Driven - Mar 2021

We Drive the New Mercedes-AMG E53

Is it worthy of the the AMG badge? Alex Shahini reports from the launch at Zwartkops Raceway

Mercedes-Benz recently launched the updated version of their top-selling, 5th generation E-Class line-up in early March. Coming in multiple variations including 6 models and 9 derivatives, there is sure to be a style and powertrain for every consumer’s taste and preference wanting to combine luxury and sporty into a single package. While the more refined and comfortable cruisers may dominate the sales figures of the E-Class line-up, the stalwarts of the range will remain to be the AMG powered hooligans.

The trend of internal combustion engine downsizing is fully underway with most automotive manufacturers reducing cylinders and displacement in favour of more efficient alternatives. Mercedes-Benz has in some way kept true to their bewildering AMG roots and retained the iconic V8 in their range (albeit for now). Their additional incorporation of a 3-litre, in-line 6-cylinder turbocharged motor falls under their umbrella too featuring in models bearing the E53 nameplate. The motor is a compromise featuring the best of both worlds, but is it a true AMG?

Testing the E63 brute on the same day can provide an underwhelming feeling when getting behind the wheel of the E53. While it must be understood that they are not internal competitors, the E53 functions more as a stop gap for buyers wanting to step-up from the base model but without the need for the ludicrous nature of its 450kW bigger sibling. It has sufficient power rated at 320kW and comfortably delivers it through a 9 speed automatic gearbox into the standard 4Matic all-wheel drive system while mild hybrid tech assists in the form of a 48-volt battery. Despite this, the engine lacks punch at the top end and the gearbox feels slightly more lethargic when shifting. While the 520Nm that propels it to 100km/h in over 4 seconds makes it no slouch, the experience of it all feels underwhelming and dumbed down. It simply lacks that expectation of something adorned with the AMG badge.

This theme is continued when it comes to the suspension and overall handling characteristics, it feels a lot looser when cornering but as a result, more comfortable and negotiable. While it may not be as rigid as the E63, the pliant nature suits it well for comfortable use as a daily driver that can still traverse pothole-littered roads and undulating surfaces. And with combined efficiency rated below 9l/100km when driven sensibly, it won’t require a private oil refinery either.

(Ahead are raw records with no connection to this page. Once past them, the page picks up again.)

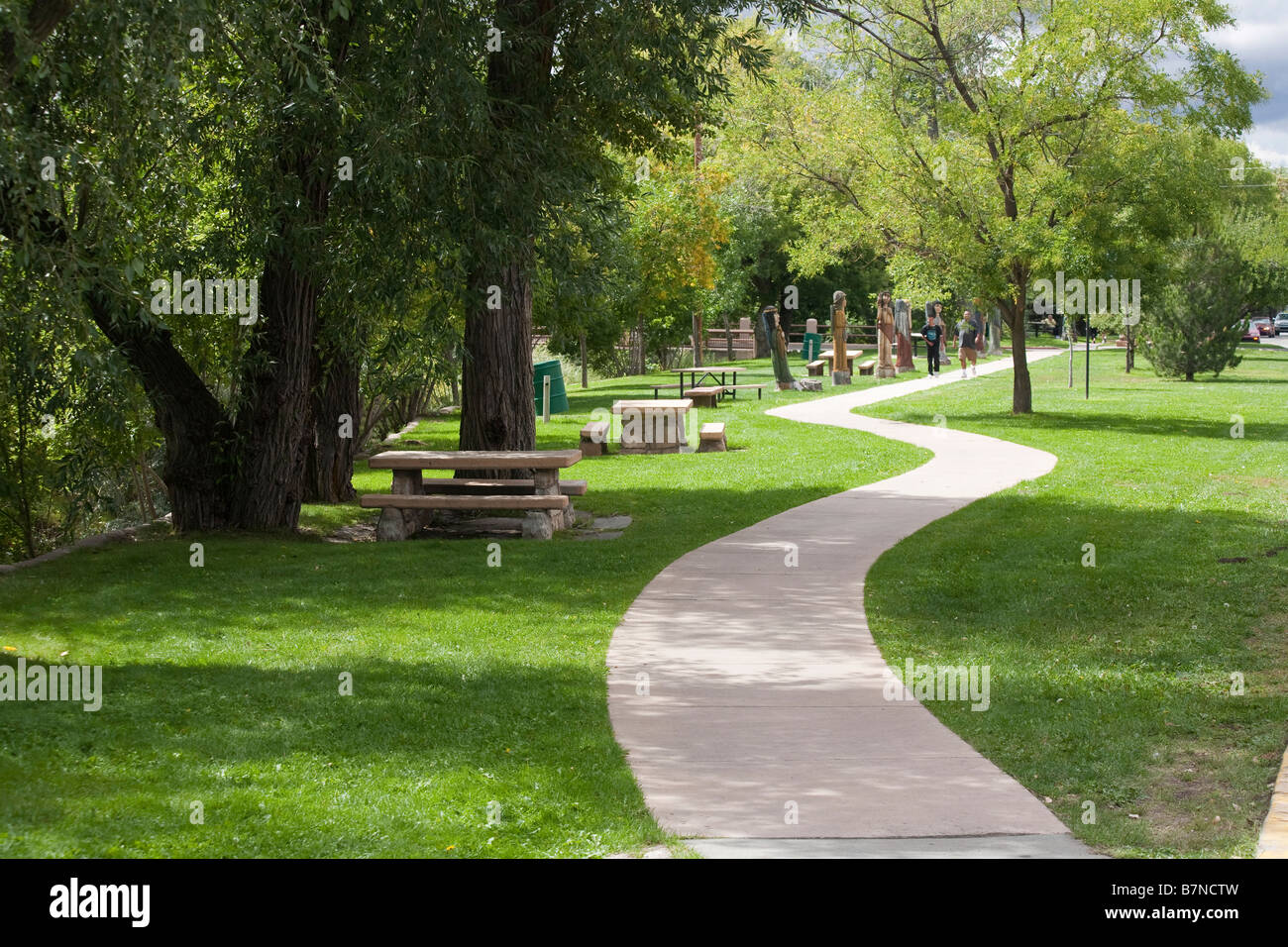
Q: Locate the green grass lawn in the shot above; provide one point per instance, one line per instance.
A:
(471, 684)
(1112, 684)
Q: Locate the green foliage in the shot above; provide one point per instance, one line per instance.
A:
(1197, 322)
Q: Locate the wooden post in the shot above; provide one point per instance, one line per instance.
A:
(394, 523)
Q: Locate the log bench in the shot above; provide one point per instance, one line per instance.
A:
(412, 497)
(711, 438)
(593, 440)
(706, 397)
(460, 486)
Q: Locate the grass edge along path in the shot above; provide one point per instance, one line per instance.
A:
(1138, 682)
(478, 720)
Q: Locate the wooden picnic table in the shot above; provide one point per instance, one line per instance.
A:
(706, 372)
(412, 495)
(653, 427)
(850, 355)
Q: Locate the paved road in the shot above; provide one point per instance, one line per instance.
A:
(751, 698)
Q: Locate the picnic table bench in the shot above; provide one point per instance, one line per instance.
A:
(698, 376)
(653, 427)
(413, 495)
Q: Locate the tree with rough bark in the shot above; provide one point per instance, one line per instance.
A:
(259, 142)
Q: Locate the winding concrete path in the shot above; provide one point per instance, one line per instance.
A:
(748, 692)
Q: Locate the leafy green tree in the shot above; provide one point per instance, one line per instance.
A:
(1197, 320)
(990, 144)
(258, 141)
(566, 78)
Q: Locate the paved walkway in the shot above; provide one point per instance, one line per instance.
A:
(748, 692)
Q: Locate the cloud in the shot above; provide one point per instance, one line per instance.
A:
(1260, 39)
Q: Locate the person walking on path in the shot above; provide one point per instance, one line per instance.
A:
(967, 342)
(943, 339)
(934, 337)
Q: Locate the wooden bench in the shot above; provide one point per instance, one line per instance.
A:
(548, 506)
(706, 397)
(460, 486)
(653, 427)
(711, 438)
(593, 440)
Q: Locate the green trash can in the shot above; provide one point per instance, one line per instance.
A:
(558, 395)
(811, 346)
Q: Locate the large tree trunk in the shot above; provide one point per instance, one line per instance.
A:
(497, 399)
(329, 472)
(497, 406)
(275, 427)
(1021, 389)
(197, 434)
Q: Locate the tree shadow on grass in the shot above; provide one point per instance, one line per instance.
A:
(292, 767)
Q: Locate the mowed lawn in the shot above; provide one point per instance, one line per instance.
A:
(1113, 684)
(478, 722)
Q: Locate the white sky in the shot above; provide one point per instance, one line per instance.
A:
(1260, 39)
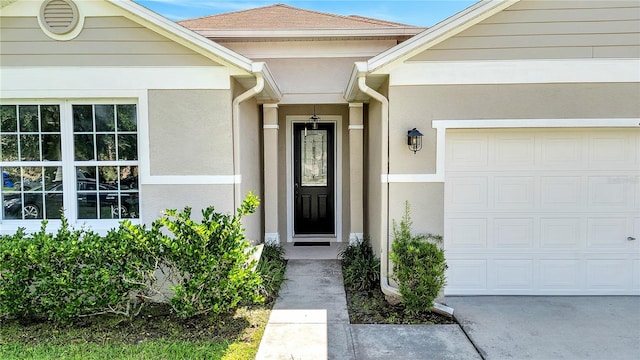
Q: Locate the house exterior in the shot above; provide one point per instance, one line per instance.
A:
(530, 112)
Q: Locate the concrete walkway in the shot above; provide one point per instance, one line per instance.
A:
(310, 321)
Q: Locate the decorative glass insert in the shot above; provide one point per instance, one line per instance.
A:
(314, 157)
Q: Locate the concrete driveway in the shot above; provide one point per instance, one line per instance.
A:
(551, 327)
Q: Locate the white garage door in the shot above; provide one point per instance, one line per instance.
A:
(549, 211)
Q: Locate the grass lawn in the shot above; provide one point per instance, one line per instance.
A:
(154, 335)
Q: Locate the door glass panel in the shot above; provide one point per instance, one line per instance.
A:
(314, 157)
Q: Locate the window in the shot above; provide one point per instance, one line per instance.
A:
(100, 155)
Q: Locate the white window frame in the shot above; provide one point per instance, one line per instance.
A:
(69, 164)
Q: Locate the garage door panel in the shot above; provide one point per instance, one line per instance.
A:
(513, 192)
(550, 213)
(608, 274)
(561, 192)
(609, 192)
(561, 274)
(467, 233)
(561, 152)
(611, 150)
(513, 274)
(636, 274)
(561, 233)
(467, 274)
(607, 233)
(468, 192)
(513, 233)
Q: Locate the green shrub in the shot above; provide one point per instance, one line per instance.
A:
(271, 268)
(211, 259)
(67, 275)
(419, 265)
(360, 266)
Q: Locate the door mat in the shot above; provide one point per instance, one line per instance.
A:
(312, 243)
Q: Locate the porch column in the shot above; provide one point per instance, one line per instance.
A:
(270, 195)
(356, 176)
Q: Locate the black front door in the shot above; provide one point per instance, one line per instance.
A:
(314, 179)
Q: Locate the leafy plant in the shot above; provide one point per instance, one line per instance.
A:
(419, 265)
(271, 268)
(212, 260)
(360, 266)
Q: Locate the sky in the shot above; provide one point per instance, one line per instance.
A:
(423, 13)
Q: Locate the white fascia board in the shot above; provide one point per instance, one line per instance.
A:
(360, 68)
(535, 123)
(439, 33)
(516, 72)
(183, 35)
(271, 87)
(306, 33)
(45, 82)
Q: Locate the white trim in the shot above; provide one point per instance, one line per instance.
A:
(272, 238)
(516, 72)
(439, 33)
(337, 120)
(414, 178)
(535, 123)
(40, 82)
(442, 125)
(190, 179)
(356, 238)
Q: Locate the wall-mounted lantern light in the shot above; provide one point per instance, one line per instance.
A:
(414, 140)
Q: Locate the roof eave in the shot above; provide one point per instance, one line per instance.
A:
(439, 33)
(306, 33)
(189, 38)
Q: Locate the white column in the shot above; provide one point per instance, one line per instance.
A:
(270, 196)
(356, 173)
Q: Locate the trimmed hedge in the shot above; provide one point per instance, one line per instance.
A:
(76, 273)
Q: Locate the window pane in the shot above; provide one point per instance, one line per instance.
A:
(8, 119)
(106, 145)
(10, 178)
(127, 119)
(28, 118)
(129, 177)
(108, 177)
(30, 147)
(9, 147)
(105, 118)
(50, 121)
(51, 149)
(82, 118)
(83, 145)
(87, 205)
(129, 206)
(127, 147)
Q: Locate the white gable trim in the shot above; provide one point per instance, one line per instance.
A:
(437, 34)
(516, 72)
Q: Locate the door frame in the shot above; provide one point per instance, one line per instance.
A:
(337, 193)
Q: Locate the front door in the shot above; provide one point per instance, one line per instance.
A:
(314, 179)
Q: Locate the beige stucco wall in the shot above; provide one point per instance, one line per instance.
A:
(417, 106)
(307, 110)
(23, 43)
(157, 198)
(189, 132)
(533, 29)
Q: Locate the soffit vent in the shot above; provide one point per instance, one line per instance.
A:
(59, 16)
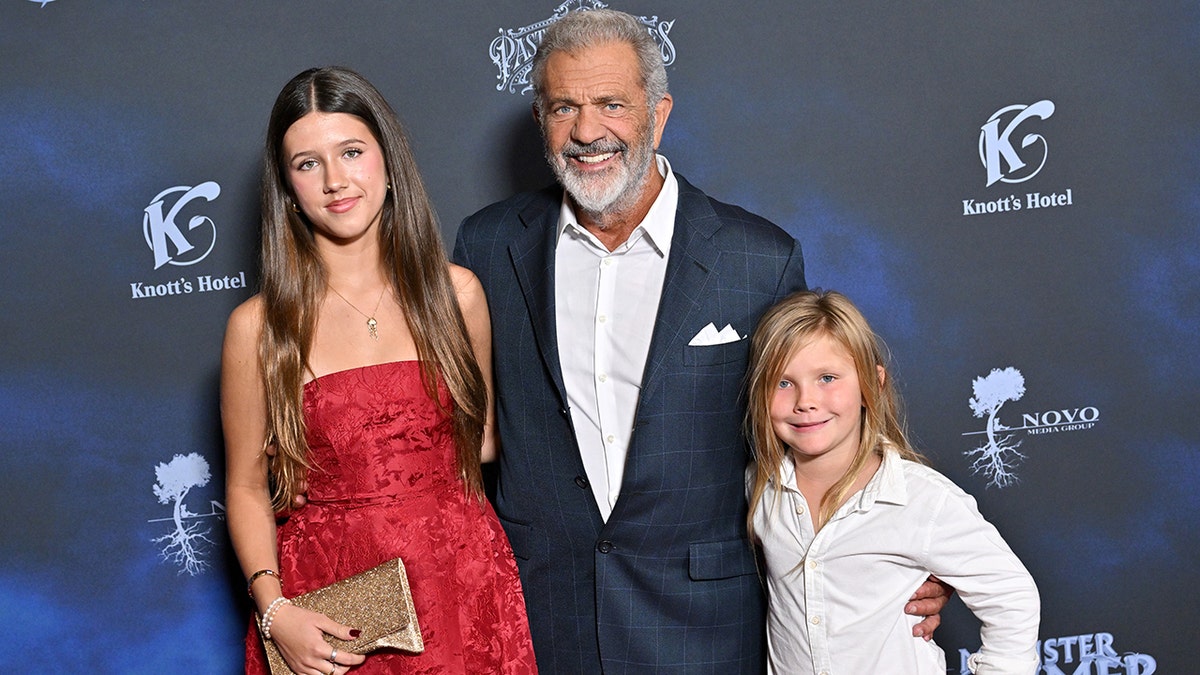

The E53 remains a comfortable model in the line-up, ideally suited to urban cruising and trundling around in style but it lacks the raw, unadulterated character synonymous with larger AMG models. This is not to say it is bad at its intended function, but rather that the rapport of all AMG models that have come before it instil such an expectation to those that get behind the wheel that anything less can feel underwhelming. 

While it is well priced at R1 618 000 between the base E-Class model and the significantly more expensive R2 423 000 E63S 4Matic+ sedan, the E53 4Matic+ coupe should still comfortably fill a gap in the Mercedes-Benz sales catalogue.

It is expected that as we stray further from 6.2l V8 behemoths of yesteryear and gravitate closer to smaller displacements, Mercedes-Benz is likely to continue capitalising on the Affalterbach-based AMG division by branding models that can induce a sporty appeal to the consumer. The verdict is that the E53 is a good car, just perhaps without trying so hard to be something that it is not: a large AMG brute.